Earendel vivait dans un univers très différent d’aujourd’hui, un cosmos encore secoué par le tumulte de sa naissance radieuse. À ses débuts, l’univers était principalement sombre. Il n’y avait ni étoiles ni galaxies, juste une mer en expansion d’hydrogène gazeux se refroidissant lentement. Après environ un demi-milliard d’années, les lumières se sont allumées. Les premières étoiles ont émergé de ce gaz et se sont regroupées pour former des galaxies, tandis que des trous noirs se sont formés au milieu de l’activité. L’âge des ténèbres cosmiques était révolu.

Mais la lumière des étoiles ne pouvait pas voyager facilement à travers la mer de brouillard neutre au début, et au lieu de cela, elle était principalement rebondie et dispersée. Finalement, ce voile s’est levé – une période connue sous le nom d’époque de réionisation, lorsque le rayonnement ultraviolet émis par des étoiles de courte durée et mourantes violemment a fait disparaître le brouillard obscurcissant, dit Rigby, permettant à la lumière des étoiles de voyager librement à travers le cosmos.

Les scientifiques soupçonnent qu’une génération antérieure d’étoiles massives, peut-être similaires à Earendel, est responsable de cette transformation.

Des observations de suivi avec le plus récent observatoire spatial de la NASA, le télescope spatial James Webb, aideront l’équipe à mieux mesurer la température et la luminosité d’Earendel. Les astronomes pourront également recenser les éléments chimiques présents dans l’étoile et la galaxie. Si Earendel est autre chose qu’une étoile – peut-être un petit trou noir entouré d’un disque tourbillonnant de gaz et de poussière brillants – JWST devrait aider à résoudre ce problème.

Mais Welch et ses collègues espèrent que leur conclusion initiale tiendra.
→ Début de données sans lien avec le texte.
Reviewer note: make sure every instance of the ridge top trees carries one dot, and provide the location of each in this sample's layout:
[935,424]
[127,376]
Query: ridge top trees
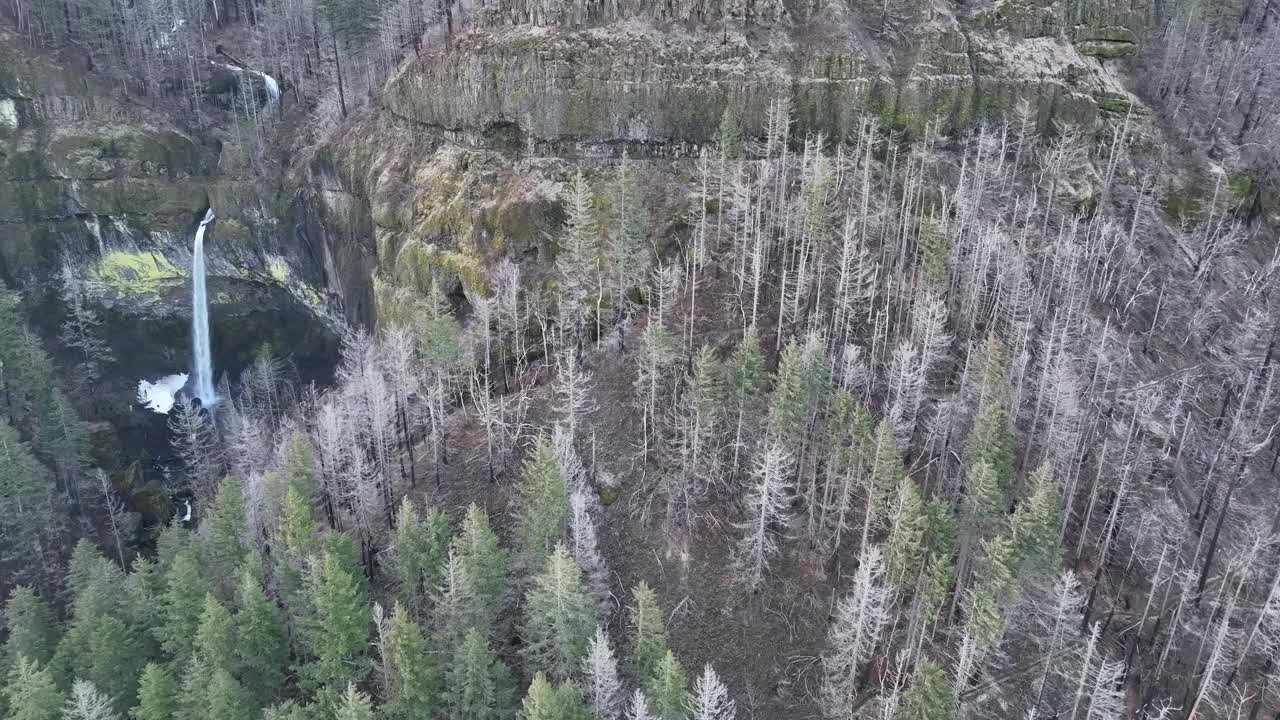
[560,618]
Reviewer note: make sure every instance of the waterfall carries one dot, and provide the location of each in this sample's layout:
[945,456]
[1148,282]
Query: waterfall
[273,89]
[201,363]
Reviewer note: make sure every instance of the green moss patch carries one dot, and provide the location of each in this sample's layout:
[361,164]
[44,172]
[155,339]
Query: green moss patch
[138,272]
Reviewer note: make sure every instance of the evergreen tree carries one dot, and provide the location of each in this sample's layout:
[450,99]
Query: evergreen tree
[547,702]
[731,133]
[183,604]
[296,531]
[745,379]
[115,660]
[991,592]
[1034,525]
[938,566]
[261,646]
[711,698]
[668,688]
[337,634]
[479,687]
[353,705]
[144,589]
[31,693]
[648,632]
[225,536]
[481,564]
[935,251]
[100,646]
[412,679]
[87,703]
[224,698]
[417,554]
[28,623]
[928,697]
[560,618]
[295,536]
[905,551]
[544,505]
[213,643]
[158,695]
[886,474]
[789,406]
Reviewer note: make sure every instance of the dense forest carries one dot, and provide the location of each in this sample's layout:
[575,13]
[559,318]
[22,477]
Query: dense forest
[969,414]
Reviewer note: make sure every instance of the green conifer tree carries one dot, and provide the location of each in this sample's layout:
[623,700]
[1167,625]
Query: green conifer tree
[225,531]
[905,547]
[261,647]
[31,693]
[144,591]
[182,604]
[353,705]
[547,702]
[648,632]
[479,687]
[296,529]
[158,695]
[668,688]
[935,251]
[928,697]
[481,564]
[30,627]
[419,546]
[337,634]
[414,682]
[987,600]
[213,643]
[886,474]
[560,618]
[224,698]
[731,133]
[1034,525]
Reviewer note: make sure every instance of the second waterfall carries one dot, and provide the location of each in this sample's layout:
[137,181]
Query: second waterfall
[202,369]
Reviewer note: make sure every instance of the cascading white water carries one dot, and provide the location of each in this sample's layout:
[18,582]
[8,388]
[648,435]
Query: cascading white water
[202,367]
[273,89]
Selon Rigby, le géant agrandi de l’arc du lever du soleil représente la meilleure chance à ce jour d’étudier une étoile d’une époque aussi ancienne de l’histoire cosmique.

“Nous ne sommes pas allés chercher l’étoile la plus éloignée, c’était quelque chose sur quoi nous sommes tombés”, dit Welch. “Seules quelques générations d’étoiles auraient pu exister avant [Earendel],” il ajoute. “Cela pourrait être très différent des étoiles que nous voyons dans l’univers local, donc une chance d’en étudier une en détail est vraiment, vraiment excitante.”